Erstmals kommt unser Jahresthema als Frage daher. Mit Grund: Das Fragezeichen nimmt die Unsicherheit dieser Zeit auf. Wir wissen nicht, wie die Entwicklungen weitergehen. Wird es Verteilungskämpfe um Impfstoffe geben? Werden die Impfstoffe weitere Corona-Wellen vermeiden können? Wir brauchen heute etwas anderes als im März und werden im nächsten Jahr etwas anderes brauchen als heute. Es geht nicht um allgemeingültige Antworten, sondern um die jeweils situationsbezogene Frage: „Was brauchst Du jetzt?“, „Was braucht unsere Gesellschaft jetzt?“
Und selbst, wenn das Covid 19-Virus eines Tages aus der Welt ist, gibt es noch dieses andere Virus der Abgrenzung und Spaltung in Entweder-Oder, Wir-gegen-Die, Freiheit gegen Verantwortung, Nationalismus gegen Globalisierung, Ökonomie gegen Ökologie. Die westlichen Gesellschaften scheinen sich zurzeit in immer schnellerem Tempo zu spalten. Die Stimmen der Moderaten, Vernünftigen und Abwägenden werden übertönt von denen der Schrillen, Hassenden und Radikalen. Dieses Spalt-Virus befällt nicht nur Einzelne, sondern zerstört den Zusammenhalt der Gesellschaft und der Nationen, gefährdet Frieden und Gerechtigkeit und verhindert die gemeinsame Verantwortung für die Bewahrung der Schöpfung. Um dem entgegen zu wirken, werden wir weiterfragen müssen: Was brauchen wir, um die globale Solidarität zu stärken? Was brauchen wir, um einen nachhaltigen und respektvollen Umgang mit unseren natürlichen Lebensgrundlagen zu praktizieren?

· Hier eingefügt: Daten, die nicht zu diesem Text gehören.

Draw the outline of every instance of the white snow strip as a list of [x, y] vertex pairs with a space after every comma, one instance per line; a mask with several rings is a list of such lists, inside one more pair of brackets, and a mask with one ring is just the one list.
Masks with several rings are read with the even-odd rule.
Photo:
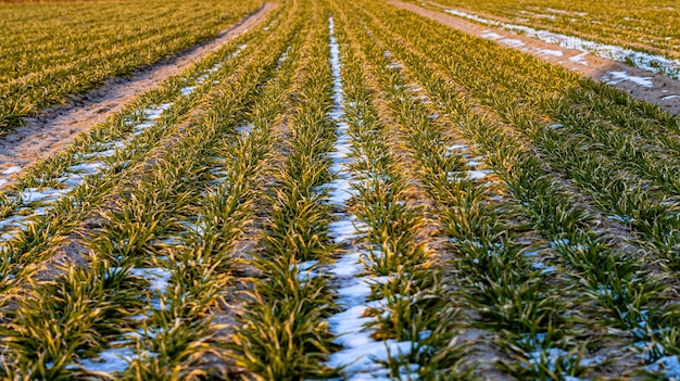
[[503, 36], [499, 35], [498, 33], [493, 33], [493, 31], [483, 31], [481, 34], [481, 37], [489, 38], [489, 39], [492, 39], [492, 40], [498, 40], [499, 38], [503, 38]]
[[605, 84], [616, 85], [622, 81], [630, 81], [642, 87], [654, 87], [652, 77], [637, 77], [629, 75], [628, 72], [607, 72], [608, 75], [602, 77]]
[[564, 52], [562, 50], [551, 50], [551, 49], [536, 49], [539, 55], [552, 55], [552, 56], [564, 56]]
[[[351, 138], [349, 126], [342, 122], [343, 96], [342, 78], [340, 76], [340, 49], [335, 37], [333, 18], [328, 20], [330, 29], [330, 64], [333, 76], [333, 101], [335, 107], [331, 117], [338, 128], [338, 139], [335, 144], [332, 158], [332, 172], [336, 179], [326, 189], [329, 190], [329, 203], [337, 209], [344, 209], [351, 195], [351, 181], [354, 174], [350, 170]], [[349, 243], [362, 234], [360, 229], [365, 228], [355, 216], [344, 212], [335, 214], [337, 220], [330, 225], [329, 236], [336, 243]], [[360, 263], [361, 250], [350, 250], [330, 266], [328, 272], [332, 274], [333, 282], [339, 285], [338, 303], [345, 307], [341, 313], [328, 319], [330, 331], [337, 335], [335, 343], [342, 345], [342, 350], [330, 356], [329, 367], [345, 367], [345, 380], [389, 380], [389, 370], [385, 369], [376, 360], [387, 360], [388, 356], [408, 354], [412, 343], [395, 342], [393, 340], [376, 341], [372, 338], [373, 330], [365, 328], [365, 323], [373, 320], [365, 317], [364, 313], [369, 307], [367, 297], [370, 295], [370, 283], [379, 279], [370, 277], [357, 278], [364, 271]], [[388, 351], [389, 350], [389, 351]]]
[[[458, 17], [471, 20], [481, 24], [501, 27], [511, 31], [538, 38], [542, 41], [556, 43], [563, 48], [590, 52], [604, 59], [632, 62], [637, 67], [652, 73], [660, 73], [669, 77], [680, 79], [680, 60], [671, 60], [663, 55], [650, 54], [632, 49], [626, 49], [614, 45], [600, 43], [595, 41], [584, 40], [574, 36], [552, 33], [547, 30], [534, 29], [524, 25], [501, 23], [494, 20], [484, 18], [476, 14], [469, 14], [458, 10], [445, 10], [446, 13]], [[576, 61], [575, 61], [576, 62]]]
[[656, 363], [644, 367], [644, 369], [656, 374], [664, 374], [667, 380], [680, 379], [680, 361], [678, 361], [678, 356], [662, 357]]
[[167, 290], [173, 276], [171, 271], [162, 267], [133, 268], [130, 274], [147, 279], [149, 289], [160, 293], [164, 293]]
[[585, 55], [588, 55], [588, 52], [581, 53], [579, 55], [570, 56], [569, 61], [577, 63], [579, 65], [588, 66], [588, 61], [585, 61]]
[[2, 173], [2, 175], [12, 175], [20, 170], [22, 170], [22, 167], [9, 167]]
[[508, 47], [513, 47], [513, 48], [519, 48], [519, 47], [524, 47], [525, 43], [521, 42], [520, 40], [517, 39], [513, 39], [513, 38], [504, 38], [502, 40], [500, 40], [501, 43], [506, 45]]
[[119, 347], [102, 351], [97, 358], [80, 359], [78, 364], [85, 370], [112, 373], [125, 371], [136, 358], [137, 353], [130, 347]]

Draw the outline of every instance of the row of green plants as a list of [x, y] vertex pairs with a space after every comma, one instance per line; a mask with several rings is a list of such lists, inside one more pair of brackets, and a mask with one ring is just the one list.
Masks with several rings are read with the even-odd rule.
[[[214, 37], [257, 9], [239, 2], [0, 4], [0, 131], [68, 97]], [[5, 43], [7, 42], [7, 43]]]
[[332, 80], [324, 9], [304, 2], [308, 21], [293, 86], [295, 100], [285, 117], [264, 178], [255, 226], [257, 250], [249, 265], [260, 276], [247, 293], [235, 334], [237, 365], [255, 380], [326, 379], [337, 372], [324, 361], [332, 351], [325, 319], [337, 306], [325, 277], [301, 276], [310, 261], [331, 261], [330, 208], [322, 185], [330, 180], [327, 153], [335, 139], [328, 117]]
[[[231, 282], [232, 246], [251, 217], [252, 179], [281, 109], [268, 110], [281, 91], [270, 78], [297, 31], [294, 24], [273, 28], [267, 50], [211, 89], [201, 118], [105, 199], [95, 217], [100, 226], [84, 239], [88, 264], [37, 284], [20, 303], [8, 339], [9, 377], [218, 373], [201, 365], [224, 351], [210, 316]], [[248, 123], [252, 129], [237, 128]], [[55, 289], [66, 291], [54, 299]], [[104, 368], [89, 359], [110, 346], [129, 364], [98, 371]]]
[[343, 118], [352, 144], [349, 172], [355, 195], [349, 209], [361, 221], [363, 237], [354, 244], [363, 245], [361, 279], [370, 284], [365, 315], [373, 321], [366, 329], [385, 343], [388, 356], [378, 363], [390, 379], [465, 379], [470, 373], [459, 368], [464, 350], [453, 345], [458, 312], [437, 270], [441, 259], [427, 239], [426, 207], [414, 202], [423, 191], [413, 183], [381, 119], [378, 89], [368, 85], [364, 41], [356, 38], [344, 10], [335, 8], [342, 47]]
[[[3, 242], [3, 304], [15, 296], [9, 291], [18, 291], [18, 284], [40, 270], [42, 263], [52, 257], [60, 243], [101, 204], [118, 181], [133, 176], [162, 140], [187, 123], [197, 105], [217, 93], [211, 90], [215, 81], [227, 80], [250, 60], [248, 50], [239, 54], [243, 43], [253, 43], [250, 49], [255, 49], [266, 35], [260, 30], [236, 39], [22, 174], [17, 183], [1, 196], [5, 220], [23, 218], [25, 225], [14, 227], [13, 237]], [[225, 61], [228, 64], [225, 65]], [[187, 87], [193, 91], [182, 94]], [[166, 110], [155, 120], [149, 120], [147, 113], [162, 110], [160, 105], [165, 105]], [[140, 129], [140, 126], [146, 128]], [[100, 170], [78, 174], [72, 169], [92, 164]], [[71, 183], [70, 179], [76, 182]], [[59, 198], [37, 202], [24, 198], [26, 193], [46, 191], [61, 193]]]
[[[505, 51], [507, 60], [525, 62], [526, 67], [489, 65], [471, 74], [454, 64], [455, 56], [435, 53], [431, 42], [441, 39], [420, 36], [424, 54], [445, 65], [481, 104], [530, 139], [555, 169], [593, 198], [603, 213], [626, 221], [638, 243], [655, 253], [657, 257], [652, 261], [660, 258], [671, 269], [676, 266], [680, 226], [677, 178], [672, 174], [677, 168], [678, 117], [606, 85], [562, 69], [553, 73], [533, 59], [519, 61], [509, 51]], [[443, 41], [453, 42], [456, 37]], [[488, 50], [503, 54], [498, 47]], [[451, 50], [454, 52], [459, 54], [461, 50]], [[489, 86], [484, 75], [498, 85]], [[569, 88], [567, 97], [562, 94], [563, 88]]]
[[680, 9], [670, 0], [626, 1], [608, 5], [588, 1], [565, 4], [559, 1], [501, 0], [478, 3], [469, 0], [439, 0], [432, 9], [455, 9], [484, 18], [575, 36], [602, 43], [678, 59], [680, 36], [671, 25], [680, 20]]
[[[376, 35], [381, 28], [386, 28], [386, 25], [388, 24], [377, 26]], [[376, 35], [373, 35], [374, 38]], [[432, 93], [436, 103], [440, 105], [438, 111], [452, 115], [452, 125], [461, 126], [466, 138], [480, 144], [481, 150], [489, 154], [489, 165], [496, 170], [517, 200], [522, 202], [525, 215], [534, 224], [533, 228], [552, 240], [555, 251], [562, 254], [561, 259], [565, 268], [576, 272], [568, 277], [571, 278], [570, 282], [585, 283], [588, 289], [584, 291], [581, 288], [577, 292], [580, 299], [567, 297], [567, 300], [571, 299], [571, 303], [595, 300], [597, 306], [590, 310], [590, 317], [604, 315], [606, 326], [628, 330], [631, 332], [629, 338], [631, 341], [667, 342], [665, 336], [672, 335], [668, 329], [673, 325], [677, 308], [672, 305], [665, 305], [666, 294], [663, 290], [663, 282], [654, 276], [643, 275], [643, 268], [646, 266], [644, 262], [621, 253], [620, 247], [612, 246], [610, 242], [606, 241], [606, 236], [597, 233], [592, 224], [589, 224], [588, 215], [575, 208], [569, 196], [561, 194], [559, 187], [555, 187], [549, 176], [541, 175], [543, 170], [540, 163], [531, 154], [522, 152], [516, 137], [508, 137], [507, 131], [493, 127], [494, 120], [484, 119], [483, 114], [476, 113], [475, 103], [462, 102], [466, 98], [463, 93], [452, 93], [450, 87], [455, 86], [451, 82], [453, 78], [437, 74], [437, 71], [443, 72], [442, 67], [435, 68], [436, 65], [426, 67], [428, 65], [424, 64], [424, 60], [427, 60], [427, 56], [407, 52], [407, 49], [403, 49], [404, 46], [407, 43], [403, 40], [393, 41], [390, 43], [390, 49], [394, 49], [393, 52], [399, 52], [398, 55], [404, 58], [406, 66], [414, 73], [414, 76]], [[400, 50], [405, 52], [400, 52]], [[385, 65], [390, 64], [392, 63], [385, 63]], [[396, 88], [403, 89], [403, 85], [398, 85]], [[410, 115], [418, 115], [417, 112], [408, 110]], [[427, 120], [427, 117], [426, 111], [420, 112], [421, 120]], [[420, 147], [421, 149], [416, 152], [423, 155], [426, 148], [431, 150], [432, 144]], [[442, 172], [435, 173], [441, 177]], [[467, 218], [466, 224], [469, 224], [469, 220], [470, 218]], [[506, 232], [507, 228], [504, 227], [500, 231]], [[602, 271], [599, 267], [604, 264], [606, 264], [605, 268], [612, 270]], [[568, 278], [567, 281], [569, 281]], [[607, 291], [603, 292], [603, 290]], [[640, 291], [631, 292], [632, 290]], [[640, 327], [646, 328], [640, 329]], [[651, 333], [659, 331], [663, 332], [660, 335]], [[542, 333], [544, 334], [545, 331]], [[597, 344], [590, 345], [590, 347], [597, 348]], [[667, 351], [672, 354], [672, 345], [668, 346]], [[660, 351], [660, 353], [664, 352]], [[658, 358], [658, 354], [650, 357], [654, 360]]]

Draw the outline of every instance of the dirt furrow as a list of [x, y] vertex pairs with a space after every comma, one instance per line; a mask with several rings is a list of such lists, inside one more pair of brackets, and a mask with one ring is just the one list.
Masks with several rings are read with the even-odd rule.
[[27, 118], [25, 126], [0, 138], [0, 180], [11, 180], [17, 175], [18, 168], [29, 166], [63, 148], [77, 134], [105, 120], [136, 97], [181, 73], [222, 45], [257, 25], [275, 8], [276, 3], [264, 3], [256, 12], [224, 29], [209, 42], [139, 69], [129, 78], [109, 79], [100, 88], [74, 97], [66, 105], [48, 109]]
[[[632, 97], [655, 103], [671, 114], [680, 114], [680, 98], [676, 98], [680, 96], [680, 81], [665, 75], [654, 74], [621, 62], [583, 53], [580, 50], [563, 48], [529, 36], [516, 35], [488, 25], [478, 25], [456, 16], [403, 1], [390, 0], [389, 3], [469, 35], [492, 39], [505, 47], [520, 50], [552, 64], [562, 65], [594, 80], [602, 81], [608, 78], [607, 81], [612, 86], [628, 92]], [[652, 82], [653, 87], [641, 86], [631, 80], [612, 80], [612, 73], [625, 73], [628, 78], [644, 79], [645, 82]]]

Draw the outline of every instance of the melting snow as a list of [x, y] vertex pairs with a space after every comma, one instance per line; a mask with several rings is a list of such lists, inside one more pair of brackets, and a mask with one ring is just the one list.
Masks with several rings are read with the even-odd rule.
[[536, 50], [539, 55], [552, 55], [552, 56], [564, 56], [564, 52], [562, 50], [551, 50], [551, 49], [538, 49]]
[[[515, 33], [520, 33], [542, 41], [556, 43], [563, 48], [591, 52], [595, 55], [620, 62], [633, 62], [635, 66], [652, 73], [663, 73], [672, 78], [680, 79], [680, 61], [667, 59], [663, 55], [650, 54], [621, 47], [584, 40], [574, 36], [556, 34], [547, 30], [534, 29], [524, 25], [506, 24], [494, 20], [480, 17], [475, 14], [461, 12], [457, 10], [446, 10], [458, 17], [473, 20], [475, 22], [501, 27]], [[574, 59], [574, 58], [572, 58]], [[579, 62], [570, 59], [572, 62]]]
[[[330, 155], [332, 158], [332, 170], [336, 179], [326, 188], [329, 189], [329, 202], [337, 208], [344, 208], [347, 201], [351, 198], [351, 183], [353, 174], [349, 170], [351, 140], [348, 135], [349, 126], [342, 122], [342, 79], [340, 76], [340, 50], [335, 37], [333, 18], [329, 17], [330, 29], [330, 63], [333, 76], [333, 100], [335, 109], [331, 113], [338, 125], [338, 140], [336, 150]], [[330, 226], [329, 236], [336, 243], [350, 242], [361, 236], [361, 228], [364, 228], [355, 216], [347, 213], [337, 213], [337, 221]], [[411, 351], [411, 342], [375, 341], [372, 338], [370, 329], [364, 327], [366, 322], [373, 320], [364, 317], [364, 313], [369, 307], [366, 299], [370, 295], [370, 282], [380, 281], [370, 277], [356, 278], [364, 270], [360, 262], [362, 255], [366, 253], [361, 250], [351, 250], [342, 255], [330, 266], [328, 272], [335, 276], [335, 282], [339, 285], [338, 303], [347, 307], [345, 310], [331, 316], [328, 319], [330, 331], [337, 335], [335, 342], [343, 346], [342, 350], [330, 356], [327, 365], [329, 367], [345, 367], [345, 379], [360, 380], [388, 380], [389, 370], [385, 369], [376, 360], [387, 360], [388, 356], [407, 354]], [[388, 351], [389, 348], [389, 351]]]
[[602, 77], [602, 81], [606, 84], [616, 85], [627, 80], [643, 87], [654, 87], [652, 77], [637, 77], [629, 75], [628, 72], [607, 72], [607, 76]]
[[22, 167], [9, 167], [2, 174], [3, 175], [12, 175], [12, 174], [15, 174], [15, 173], [17, 173], [20, 170], [22, 170]]

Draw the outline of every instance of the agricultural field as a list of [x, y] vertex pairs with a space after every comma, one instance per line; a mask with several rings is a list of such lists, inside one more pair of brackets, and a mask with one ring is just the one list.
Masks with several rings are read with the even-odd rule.
[[214, 37], [260, 1], [0, 1], [0, 134]]
[[676, 1], [408, 1], [680, 79]]
[[676, 380], [679, 152], [677, 115], [562, 66], [279, 0], [11, 169], [0, 376]]

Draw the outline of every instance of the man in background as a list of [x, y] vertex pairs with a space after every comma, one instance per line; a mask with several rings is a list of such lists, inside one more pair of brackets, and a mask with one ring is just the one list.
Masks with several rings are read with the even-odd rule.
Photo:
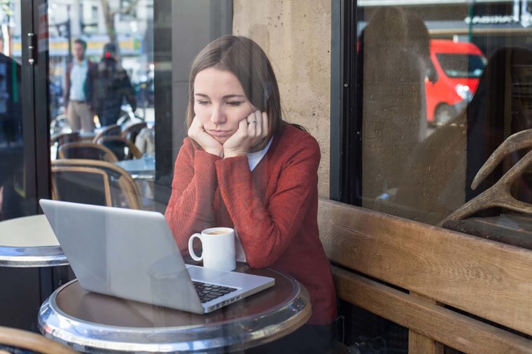
[[64, 105], [66, 118], [73, 132], [94, 129], [94, 114], [90, 107], [91, 94], [88, 73], [95, 66], [85, 57], [87, 43], [83, 39], [74, 41], [74, 59], [66, 69], [66, 87], [64, 90]]
[[113, 43], [104, 46], [102, 61], [96, 66], [95, 73], [89, 84], [92, 94], [92, 108], [102, 127], [116, 124], [120, 115], [124, 99], [133, 112], [136, 109], [135, 91], [124, 68], [118, 61], [118, 47]]

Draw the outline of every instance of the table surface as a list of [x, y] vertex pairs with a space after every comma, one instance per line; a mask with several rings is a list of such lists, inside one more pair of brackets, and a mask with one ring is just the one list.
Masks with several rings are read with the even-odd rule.
[[118, 161], [115, 164], [126, 170], [135, 179], [154, 179], [155, 177], [155, 157], [143, 156], [140, 159]]
[[41, 332], [85, 353], [225, 353], [267, 343], [295, 330], [312, 309], [304, 287], [270, 269], [275, 285], [205, 315], [125, 300], [65, 284], [43, 304]]
[[0, 222], [0, 267], [68, 264], [46, 217], [24, 216]]

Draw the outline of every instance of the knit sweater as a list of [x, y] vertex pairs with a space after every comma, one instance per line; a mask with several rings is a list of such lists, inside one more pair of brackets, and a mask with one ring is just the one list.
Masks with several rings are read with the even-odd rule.
[[212, 227], [234, 227], [253, 268], [293, 276], [309, 291], [309, 324], [332, 323], [332, 277], [318, 236], [318, 143], [292, 125], [274, 136], [253, 172], [247, 157], [220, 158], [186, 138], [176, 160], [165, 217], [181, 252]]

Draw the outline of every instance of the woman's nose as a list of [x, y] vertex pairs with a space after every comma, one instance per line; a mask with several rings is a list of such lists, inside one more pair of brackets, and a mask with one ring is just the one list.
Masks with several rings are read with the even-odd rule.
[[222, 124], [225, 122], [225, 114], [221, 107], [213, 107], [212, 112], [211, 112], [211, 122], [213, 124]]

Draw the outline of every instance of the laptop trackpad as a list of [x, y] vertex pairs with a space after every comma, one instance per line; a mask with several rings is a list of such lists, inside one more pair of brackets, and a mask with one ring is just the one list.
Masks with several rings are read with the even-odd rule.
[[266, 276], [246, 274], [236, 271], [218, 271], [188, 264], [186, 267], [192, 281], [230, 286], [244, 290], [258, 287], [263, 288], [264, 285], [272, 285], [275, 281], [273, 278]]

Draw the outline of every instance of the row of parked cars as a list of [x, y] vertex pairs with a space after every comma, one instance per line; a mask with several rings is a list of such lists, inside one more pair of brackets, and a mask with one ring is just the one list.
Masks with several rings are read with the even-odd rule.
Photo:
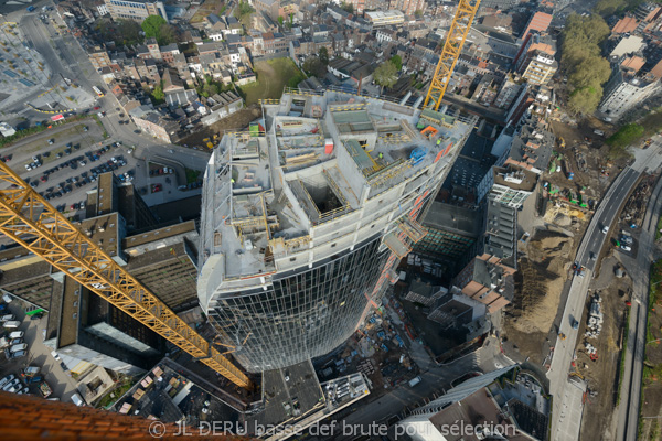
[[23, 395], [28, 394], [30, 389], [28, 386], [24, 386], [20, 378], [17, 378], [15, 375], [10, 374], [2, 379], [0, 379], [0, 387], [6, 392]]

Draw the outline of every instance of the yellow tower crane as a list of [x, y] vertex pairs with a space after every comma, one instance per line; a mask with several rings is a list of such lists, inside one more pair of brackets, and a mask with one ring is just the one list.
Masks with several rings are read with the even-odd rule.
[[0, 232], [235, 385], [248, 377], [0, 161]]
[[433, 108], [439, 110], [441, 98], [444, 98], [450, 76], [452, 75], [452, 69], [460, 57], [460, 52], [462, 51], [465, 40], [467, 40], [467, 34], [471, 29], [471, 23], [479, 6], [480, 0], [460, 0], [448, 35], [446, 35], [446, 43], [444, 43], [444, 50], [439, 56], [439, 63], [437, 63], [435, 76], [433, 76], [433, 82], [430, 83], [430, 88], [425, 97], [423, 107], [427, 107], [431, 99]]

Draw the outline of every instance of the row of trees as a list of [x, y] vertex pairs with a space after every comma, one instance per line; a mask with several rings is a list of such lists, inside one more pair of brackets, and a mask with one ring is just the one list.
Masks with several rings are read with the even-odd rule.
[[610, 17], [637, 8], [641, 3], [641, 0], [599, 0], [594, 7], [594, 12], [602, 17]]
[[157, 39], [159, 45], [164, 46], [178, 40], [177, 31], [168, 24], [161, 15], [149, 15], [140, 25], [147, 39]]
[[609, 79], [609, 62], [600, 55], [600, 44], [609, 26], [597, 14], [568, 17], [563, 32], [560, 64], [574, 88], [568, 99], [570, 111], [592, 114], [602, 99], [602, 85]]

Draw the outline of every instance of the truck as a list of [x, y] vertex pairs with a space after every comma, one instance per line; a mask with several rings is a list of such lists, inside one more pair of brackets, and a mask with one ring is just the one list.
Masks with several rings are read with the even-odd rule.
[[414, 386], [416, 386], [416, 385], [417, 385], [417, 384], [419, 384], [419, 383], [420, 383], [420, 375], [418, 375], [418, 376], [416, 376], [416, 377], [412, 378], [412, 379], [409, 380], [409, 386], [410, 386], [410, 387], [414, 387]]
[[51, 389], [51, 386], [46, 381], [39, 384], [39, 391], [44, 398], [49, 398], [53, 394], [53, 389]]
[[23, 374], [21, 374], [21, 376], [30, 378], [39, 374], [39, 372], [40, 368], [38, 366], [28, 366], [23, 369]]

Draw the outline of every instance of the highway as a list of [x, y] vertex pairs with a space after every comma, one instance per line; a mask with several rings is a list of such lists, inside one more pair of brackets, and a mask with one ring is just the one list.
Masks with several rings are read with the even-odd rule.
[[[576, 260], [586, 267], [585, 277], [575, 276], [570, 284], [570, 291], [565, 304], [563, 319], [558, 332], [566, 335], [566, 340], [557, 337], [554, 357], [547, 378], [549, 389], [555, 397], [552, 413], [552, 440], [567, 441], [579, 439], [583, 413], [583, 394], [585, 385], [569, 380], [568, 374], [570, 363], [577, 346], [578, 330], [573, 329], [573, 322], [581, 320], [588, 287], [597, 260], [590, 256], [600, 256], [602, 247], [608, 244], [610, 234], [602, 233], [605, 226], [613, 225], [615, 219], [626, 203], [628, 195], [634, 189], [641, 173], [655, 170], [661, 163], [662, 146], [659, 141], [651, 144], [647, 150], [634, 149], [634, 162], [627, 166], [613, 181], [596, 213], [594, 214], [579, 249]], [[612, 229], [610, 228], [610, 233]], [[648, 268], [648, 265], [647, 265]]]
[[618, 409], [617, 440], [637, 440], [641, 377], [645, 356], [647, 313], [649, 303], [649, 268], [653, 260], [652, 250], [655, 240], [658, 217], [662, 209], [662, 180], [658, 181], [649, 201], [639, 236], [637, 259], [626, 266], [633, 280], [632, 309], [628, 345], [624, 348], [624, 370]]

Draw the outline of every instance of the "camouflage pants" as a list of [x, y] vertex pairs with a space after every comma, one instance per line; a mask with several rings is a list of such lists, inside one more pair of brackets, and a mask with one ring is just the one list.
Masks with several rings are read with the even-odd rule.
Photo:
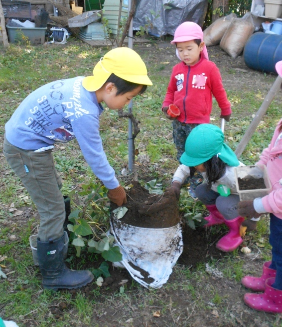
[[[175, 119], [172, 121], [173, 128], [172, 136], [173, 141], [177, 151], [177, 159], [180, 162], [180, 157], [185, 151], [186, 139], [192, 130], [199, 124], [185, 124]], [[190, 195], [196, 198], [195, 190], [198, 185], [203, 182], [203, 176], [198, 172], [196, 172], [192, 178], [188, 178], [184, 182], [184, 184], [187, 184]]]

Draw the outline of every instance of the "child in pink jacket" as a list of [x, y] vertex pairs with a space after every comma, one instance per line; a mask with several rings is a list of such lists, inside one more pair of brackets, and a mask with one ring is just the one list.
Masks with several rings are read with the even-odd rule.
[[[213, 95], [221, 109], [220, 117], [229, 121], [231, 104], [222, 85], [219, 69], [209, 60], [207, 48], [203, 41], [200, 26], [185, 21], [176, 28], [173, 40], [176, 54], [181, 60], [172, 68], [162, 110], [171, 119], [173, 141], [178, 161], [185, 151], [185, 144], [192, 129], [199, 124], [208, 124], [212, 109]], [[170, 104], [180, 111], [176, 117], [167, 114]]]
[[[276, 64], [276, 68], [282, 77], [282, 61]], [[257, 164], [267, 166], [272, 191], [262, 198], [239, 202], [238, 211], [240, 216], [247, 219], [270, 213], [269, 242], [272, 246], [272, 260], [264, 263], [261, 277], [245, 276], [243, 278], [242, 283], [245, 287], [264, 292], [247, 293], [244, 299], [247, 306], [256, 310], [282, 313], [282, 119], [275, 129], [270, 144], [264, 150]]]

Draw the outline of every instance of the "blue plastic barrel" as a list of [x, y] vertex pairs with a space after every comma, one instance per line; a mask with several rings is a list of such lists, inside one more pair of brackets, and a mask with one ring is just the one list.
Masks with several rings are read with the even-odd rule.
[[249, 68], [277, 73], [275, 64], [282, 60], [282, 35], [254, 33], [245, 45], [243, 56]]

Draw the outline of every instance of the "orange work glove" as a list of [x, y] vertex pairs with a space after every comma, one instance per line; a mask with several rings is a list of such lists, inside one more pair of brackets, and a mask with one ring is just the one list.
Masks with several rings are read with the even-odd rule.
[[230, 117], [231, 116], [231, 114], [230, 114], [229, 115], [220, 115], [220, 118], [224, 118], [226, 121], [229, 121], [229, 120], [230, 119]]
[[114, 203], [119, 207], [125, 204], [127, 202], [127, 195], [124, 188], [121, 185], [112, 190], [109, 190], [108, 197]]
[[162, 112], [164, 114], [164, 115], [165, 116], [165, 117], [168, 119], [170, 119], [170, 120], [173, 120], [174, 119], [176, 119], [176, 117], [171, 117], [171, 116], [170, 116], [167, 113], [167, 110], [168, 110], [168, 107], [163, 107], [163, 108], [162, 108], [161, 110], [162, 110]]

Schließlich fragt das Jahresthema auch nach den individuellen Ressourcen, die uns erst befähigen, die großen Themen anzugehen. Es fragt nach dem, was für mich jetzt dran ist und nach dem, was ich heute brauche, um meiner Berufung entsprechend zu leben. Es ist eine spirituelle Frage. „Was willst Du? Was kannst Du? Schau nach, was da ist, was in Dir steckt. Entdecke Deine Ressourcen und Stärken, Deine Kraft und Dein Vertrauen. Was brauchst Du – von Gott, von Deinen Mitmenschen, von Dir selbst?“
Es ist uns bewusst, dass dieses Jahresthema nicht ohne Risiko und Nebenwirkungen ist. Denn wir bekommen Antworten – wohlwollende, nachdenklich, kritische, aufrüttelnde, unbequeme. Sie werden uns anregen und – wenn es gut geht – auch verändern. Wenigstens haben wir uns fest vorgenommen, aufmerksam zuzuhören sowie uns berühren und verändern zu lassen. Resonanz erzeugt Wirkung. In der Bartimäus-Geschichte war es Heilung.